El ruido atrae a Jennifer, que asoma desde su despacho. Al ver a Nick, su gesto se suaviza de inmediato.
—Vaya, si está aquí el terremoto —sonríe, acercándose un par de pasos para saludarlo.
Nick corre a abrazarla, y Jennifer responde con cariño, aunque enseguida se aparta, recuperando la distancia. Sus ojos vuelven hacia Luna, más serios.
—Aprovecha el tiempo con él —dice en un tono que no suena a consejo, sino a advertencia—. Crecen antes de que te des cuenta.
Sin decir nada más, vuelve a encerrarse en su despacho.
Luna siente el peso de esas palabras, pero no responde. Se limita a asentir levemente.
Al final, accede.
—Vale... —murmura, mirando a Nick—. Una película, ¿qué te parece?
El niño levanta los brazos en señal de victoria, como si hubiera ganado la mejor de las batallas.
—¡Sí! ¡Una peli! —y vuelve a tirarse al sofá, dando por hecho que ese será su reino por las próximas horas.
Nick se acomoda entre cojines, con un bol de palomitas casi más grande que él. La pantalla del televisor ilumina el salón con tonos vivos: una de esas películas infantiles que todo el mundo ha visto alguna vez, basada en un libro que ya es un clásico para los más pequeños.
A mitad de la trama, Nick suelta de pronto, con la boca medio llena:
—Es mucho mejor el libro.
Luna arquea una ceja, sorprendida.
—¿Lo has leído? —pregunta, más por compromiso que por verdadera curiosidad.
Nick asiente con entusiasmo.
—Mamá me lo leyó hace una semana. Y en el libro lo sabes todo... lo que piensan, lo que sienten de verdad. La peli es divertida, pero... en el libro entiendes más cosas. Es como si... —se queda un momento en silencio, buscando la palabra adecuada— como si estuvieras dentro.
Luna se queda inmóvil, con los ojos fijos en la pantalla pero sin verla. Esa frase se clava en su pecho como un eco que no pidió, pero que la arrastra de golpe a otro recuerdo.
La voz de aquella chica en la cafetería resuena en su cabeza, clara, cortante, imposible de ignorar:
"Porque... sé cómo se escribe una historia. Cómo se construye un sentimiento con palabras. Lo he visto en novelas, en poemas, en obras que me han acompañado cuando no tenía nada más. Y ahí está la diferencia: una buena letra no es solo rima ni provocación. Es verdad, es algo que se clava en el pecho y te cambia, aunque sea un poco Y tus letras... ya no me hablan así. Ahora parecen más hechas para encender un titular que para tocar un corazón."
Luna siente el aire atraparse en su garganta.
Nick sigue riendo, señalando la pantalla, sin sospechar nada.

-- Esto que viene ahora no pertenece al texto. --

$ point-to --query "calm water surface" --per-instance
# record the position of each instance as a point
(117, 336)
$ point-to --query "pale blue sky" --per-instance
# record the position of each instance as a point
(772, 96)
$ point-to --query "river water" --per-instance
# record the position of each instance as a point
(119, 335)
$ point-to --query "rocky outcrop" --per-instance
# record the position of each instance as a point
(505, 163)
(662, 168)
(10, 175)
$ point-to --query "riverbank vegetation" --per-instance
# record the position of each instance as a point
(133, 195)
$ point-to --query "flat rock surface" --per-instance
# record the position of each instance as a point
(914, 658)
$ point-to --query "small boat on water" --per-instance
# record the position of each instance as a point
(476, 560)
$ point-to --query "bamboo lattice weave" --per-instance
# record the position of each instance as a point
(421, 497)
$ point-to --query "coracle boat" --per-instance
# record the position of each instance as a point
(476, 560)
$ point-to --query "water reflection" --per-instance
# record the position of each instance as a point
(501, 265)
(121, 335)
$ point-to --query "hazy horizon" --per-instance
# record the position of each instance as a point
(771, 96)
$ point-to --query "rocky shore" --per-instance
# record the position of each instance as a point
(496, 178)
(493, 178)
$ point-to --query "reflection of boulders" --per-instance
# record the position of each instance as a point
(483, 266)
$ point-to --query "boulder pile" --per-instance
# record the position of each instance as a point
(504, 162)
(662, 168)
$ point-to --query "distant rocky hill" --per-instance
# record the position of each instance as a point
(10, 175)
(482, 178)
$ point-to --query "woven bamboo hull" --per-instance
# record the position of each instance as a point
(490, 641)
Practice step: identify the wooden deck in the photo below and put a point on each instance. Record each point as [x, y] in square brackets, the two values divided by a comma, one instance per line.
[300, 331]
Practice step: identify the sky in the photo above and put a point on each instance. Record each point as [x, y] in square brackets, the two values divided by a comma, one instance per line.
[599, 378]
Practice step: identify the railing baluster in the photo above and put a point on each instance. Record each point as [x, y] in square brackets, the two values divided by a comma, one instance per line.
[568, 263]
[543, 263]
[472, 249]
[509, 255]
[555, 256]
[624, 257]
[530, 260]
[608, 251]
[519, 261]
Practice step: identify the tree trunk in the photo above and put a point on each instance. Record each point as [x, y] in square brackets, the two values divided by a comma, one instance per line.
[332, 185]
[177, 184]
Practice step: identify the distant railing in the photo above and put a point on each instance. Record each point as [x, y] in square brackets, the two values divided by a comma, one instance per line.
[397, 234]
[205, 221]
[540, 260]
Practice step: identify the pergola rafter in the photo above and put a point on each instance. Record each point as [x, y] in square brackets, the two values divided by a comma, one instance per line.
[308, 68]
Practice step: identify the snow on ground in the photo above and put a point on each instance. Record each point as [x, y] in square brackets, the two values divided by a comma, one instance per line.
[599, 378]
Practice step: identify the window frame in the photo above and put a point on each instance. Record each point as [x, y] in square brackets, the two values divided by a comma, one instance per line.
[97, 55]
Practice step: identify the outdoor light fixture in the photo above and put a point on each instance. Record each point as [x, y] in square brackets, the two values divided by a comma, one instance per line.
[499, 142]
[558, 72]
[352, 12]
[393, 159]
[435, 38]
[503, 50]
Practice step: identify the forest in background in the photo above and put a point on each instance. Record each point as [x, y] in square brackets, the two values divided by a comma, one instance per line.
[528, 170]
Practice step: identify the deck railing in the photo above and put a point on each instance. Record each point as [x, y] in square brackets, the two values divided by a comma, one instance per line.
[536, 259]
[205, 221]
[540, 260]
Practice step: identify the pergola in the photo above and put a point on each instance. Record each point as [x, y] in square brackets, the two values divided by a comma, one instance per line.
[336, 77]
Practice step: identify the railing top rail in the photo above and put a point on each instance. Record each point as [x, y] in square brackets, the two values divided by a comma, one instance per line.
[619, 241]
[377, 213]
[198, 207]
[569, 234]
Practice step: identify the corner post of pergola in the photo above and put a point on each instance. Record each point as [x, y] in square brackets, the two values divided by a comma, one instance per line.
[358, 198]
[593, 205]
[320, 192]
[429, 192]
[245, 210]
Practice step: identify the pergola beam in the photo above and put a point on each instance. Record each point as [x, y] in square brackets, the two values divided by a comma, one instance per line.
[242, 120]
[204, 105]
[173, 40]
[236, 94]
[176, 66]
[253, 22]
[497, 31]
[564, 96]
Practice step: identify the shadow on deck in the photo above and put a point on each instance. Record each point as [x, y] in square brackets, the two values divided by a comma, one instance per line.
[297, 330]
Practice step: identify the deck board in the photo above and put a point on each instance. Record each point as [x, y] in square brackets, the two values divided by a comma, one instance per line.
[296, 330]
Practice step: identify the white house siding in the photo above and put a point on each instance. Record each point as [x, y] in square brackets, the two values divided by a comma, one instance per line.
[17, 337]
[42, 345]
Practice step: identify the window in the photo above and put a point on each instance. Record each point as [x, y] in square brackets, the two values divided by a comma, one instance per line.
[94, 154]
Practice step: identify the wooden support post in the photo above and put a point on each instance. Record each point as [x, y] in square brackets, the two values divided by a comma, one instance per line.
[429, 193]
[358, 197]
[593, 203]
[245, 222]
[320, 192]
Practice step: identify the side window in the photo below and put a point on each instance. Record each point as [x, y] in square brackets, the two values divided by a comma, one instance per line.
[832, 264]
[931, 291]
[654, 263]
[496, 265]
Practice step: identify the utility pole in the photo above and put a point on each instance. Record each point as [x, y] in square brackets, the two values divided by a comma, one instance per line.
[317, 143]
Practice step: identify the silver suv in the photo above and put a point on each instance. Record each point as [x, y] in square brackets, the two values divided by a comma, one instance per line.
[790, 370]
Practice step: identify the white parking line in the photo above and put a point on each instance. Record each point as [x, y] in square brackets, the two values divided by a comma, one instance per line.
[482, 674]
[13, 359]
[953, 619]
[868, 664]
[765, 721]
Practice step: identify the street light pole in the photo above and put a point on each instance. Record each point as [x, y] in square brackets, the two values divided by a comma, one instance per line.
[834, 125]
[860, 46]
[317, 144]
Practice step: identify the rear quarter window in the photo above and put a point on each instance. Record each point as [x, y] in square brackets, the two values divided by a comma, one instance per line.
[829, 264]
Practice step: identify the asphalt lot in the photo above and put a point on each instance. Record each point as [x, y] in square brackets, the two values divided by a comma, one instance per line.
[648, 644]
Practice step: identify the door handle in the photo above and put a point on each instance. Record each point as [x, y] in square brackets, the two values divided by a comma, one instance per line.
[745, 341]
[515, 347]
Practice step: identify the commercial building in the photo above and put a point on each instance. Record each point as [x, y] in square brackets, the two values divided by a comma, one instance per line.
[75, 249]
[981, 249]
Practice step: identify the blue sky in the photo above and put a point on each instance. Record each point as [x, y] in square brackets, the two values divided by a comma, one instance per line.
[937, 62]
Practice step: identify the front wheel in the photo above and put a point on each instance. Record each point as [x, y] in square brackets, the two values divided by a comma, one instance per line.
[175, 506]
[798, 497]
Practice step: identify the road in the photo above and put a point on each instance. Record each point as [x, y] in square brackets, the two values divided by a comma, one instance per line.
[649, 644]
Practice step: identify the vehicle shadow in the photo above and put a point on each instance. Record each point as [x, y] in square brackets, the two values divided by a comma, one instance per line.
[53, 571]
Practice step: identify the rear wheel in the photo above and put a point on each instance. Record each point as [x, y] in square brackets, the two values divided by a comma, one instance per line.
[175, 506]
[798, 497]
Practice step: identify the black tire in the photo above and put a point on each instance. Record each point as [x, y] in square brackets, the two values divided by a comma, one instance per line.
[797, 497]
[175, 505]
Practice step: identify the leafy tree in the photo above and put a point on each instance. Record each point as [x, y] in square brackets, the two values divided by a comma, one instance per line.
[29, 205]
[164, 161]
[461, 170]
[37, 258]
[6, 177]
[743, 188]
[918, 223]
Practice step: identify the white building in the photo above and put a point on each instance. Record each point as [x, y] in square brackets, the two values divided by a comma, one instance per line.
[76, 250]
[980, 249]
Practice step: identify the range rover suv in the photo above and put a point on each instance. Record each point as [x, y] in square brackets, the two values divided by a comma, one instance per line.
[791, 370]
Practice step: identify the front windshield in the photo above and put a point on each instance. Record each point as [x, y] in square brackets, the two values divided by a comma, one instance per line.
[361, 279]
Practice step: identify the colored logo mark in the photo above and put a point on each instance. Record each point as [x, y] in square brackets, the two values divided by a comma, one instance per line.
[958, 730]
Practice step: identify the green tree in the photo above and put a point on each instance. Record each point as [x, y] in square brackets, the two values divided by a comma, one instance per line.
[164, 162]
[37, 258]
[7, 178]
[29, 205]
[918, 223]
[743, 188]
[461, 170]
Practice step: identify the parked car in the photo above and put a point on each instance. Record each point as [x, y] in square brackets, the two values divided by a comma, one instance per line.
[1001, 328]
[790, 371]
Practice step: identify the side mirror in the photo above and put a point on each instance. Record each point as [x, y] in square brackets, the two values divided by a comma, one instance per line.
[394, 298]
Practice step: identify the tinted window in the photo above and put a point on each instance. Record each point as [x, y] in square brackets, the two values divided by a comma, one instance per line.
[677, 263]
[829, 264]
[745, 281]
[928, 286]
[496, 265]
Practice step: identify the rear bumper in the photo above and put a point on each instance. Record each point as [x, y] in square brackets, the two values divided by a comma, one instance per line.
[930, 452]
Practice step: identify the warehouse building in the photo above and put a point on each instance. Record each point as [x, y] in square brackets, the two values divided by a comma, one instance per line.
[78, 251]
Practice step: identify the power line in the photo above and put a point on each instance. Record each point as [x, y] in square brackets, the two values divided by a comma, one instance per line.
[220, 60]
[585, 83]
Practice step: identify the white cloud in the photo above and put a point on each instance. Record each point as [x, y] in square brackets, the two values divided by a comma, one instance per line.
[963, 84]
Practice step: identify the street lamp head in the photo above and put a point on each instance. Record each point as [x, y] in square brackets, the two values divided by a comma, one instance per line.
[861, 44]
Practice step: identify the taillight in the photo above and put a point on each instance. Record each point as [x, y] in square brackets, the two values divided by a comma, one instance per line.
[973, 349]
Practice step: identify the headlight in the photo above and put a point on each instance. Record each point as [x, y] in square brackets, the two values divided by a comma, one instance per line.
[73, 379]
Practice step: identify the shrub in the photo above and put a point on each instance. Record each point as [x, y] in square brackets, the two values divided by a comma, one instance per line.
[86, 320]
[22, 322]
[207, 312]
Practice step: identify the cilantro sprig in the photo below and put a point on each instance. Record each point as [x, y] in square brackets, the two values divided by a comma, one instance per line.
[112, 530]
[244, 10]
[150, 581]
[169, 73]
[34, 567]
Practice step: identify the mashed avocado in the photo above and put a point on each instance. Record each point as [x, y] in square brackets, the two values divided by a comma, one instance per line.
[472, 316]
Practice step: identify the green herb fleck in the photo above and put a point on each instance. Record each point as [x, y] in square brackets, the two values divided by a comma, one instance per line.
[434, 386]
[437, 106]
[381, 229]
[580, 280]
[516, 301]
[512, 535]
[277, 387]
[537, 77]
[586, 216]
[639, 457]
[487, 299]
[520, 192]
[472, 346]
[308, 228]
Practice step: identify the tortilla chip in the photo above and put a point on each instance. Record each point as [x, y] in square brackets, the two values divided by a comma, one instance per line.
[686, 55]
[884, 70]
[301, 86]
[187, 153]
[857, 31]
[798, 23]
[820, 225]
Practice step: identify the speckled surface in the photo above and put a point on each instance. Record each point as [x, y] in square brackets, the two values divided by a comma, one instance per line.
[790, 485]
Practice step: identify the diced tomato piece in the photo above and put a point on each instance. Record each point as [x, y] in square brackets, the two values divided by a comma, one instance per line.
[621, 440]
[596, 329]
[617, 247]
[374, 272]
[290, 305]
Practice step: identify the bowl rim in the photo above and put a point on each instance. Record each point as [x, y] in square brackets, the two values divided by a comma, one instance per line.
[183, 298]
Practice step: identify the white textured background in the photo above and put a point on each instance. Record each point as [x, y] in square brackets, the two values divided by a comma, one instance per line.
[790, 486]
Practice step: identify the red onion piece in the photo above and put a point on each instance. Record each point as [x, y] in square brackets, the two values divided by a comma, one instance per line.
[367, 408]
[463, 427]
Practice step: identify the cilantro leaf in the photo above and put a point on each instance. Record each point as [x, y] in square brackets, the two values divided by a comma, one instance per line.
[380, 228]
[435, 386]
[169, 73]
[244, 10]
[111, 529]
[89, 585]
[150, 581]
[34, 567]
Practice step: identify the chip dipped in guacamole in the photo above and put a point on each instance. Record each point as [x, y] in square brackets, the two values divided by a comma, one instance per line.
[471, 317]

Pero ella... ella no oye la película. Solo las palabras, las de su hermano pequeño y las de esa desconocida, superpuestas, insistentes.
Y por primera vez en mucho tiempo, la idea de escribir —no por un contrato, no por un hit, sino para decir algo verdadero— le duele y le atrae al mismo tiempo.
De pronto, el recuerdo de su padre irrumpe en su mente. Él, sentado con la guitarra en las rodillas, escribiendo versos en un cuaderno y leyéndoselos como si fueran poemas, cuando ella apenas tenía la edad de su hermano.
—Oye, Nick... —rompe el silencio, mirándole de reojo—. Sé que todavía estamos viendo la peli, pero... ¿quieres que te enseñe a tocar la guitarra?
Los ojos del niño se iluminan de inmediato.
—¡Sí! —asiente con entusiasmo—. Es que esta peli ya la he visto como cuatro veces.
Se levantan del sofá y atraviesan el pasillo hasta el estudio.
El lugar huele a madera y polvo, mezclado con un leve aroma a vinilo antiguo. Es amplio, con las paredes tapizadas de discos enmarcados, partituras olvidadas en estantes y un micrófono cubierto con una tela fina. Varias guitarras reposan en sus soportes, brillando bajo la tenue luz.
Desde la cocina, Jennifer, que ha salido momentáneamente de su despacho, observa cómo ambos cruzan la puerta. Se prepara una taza de café, y por un instante, permite que una sonrisa sincera suavice su rostro: ver a Luna entrar de nuevo en ese estudio, después de tanto tiempo, es algo que creía imposible.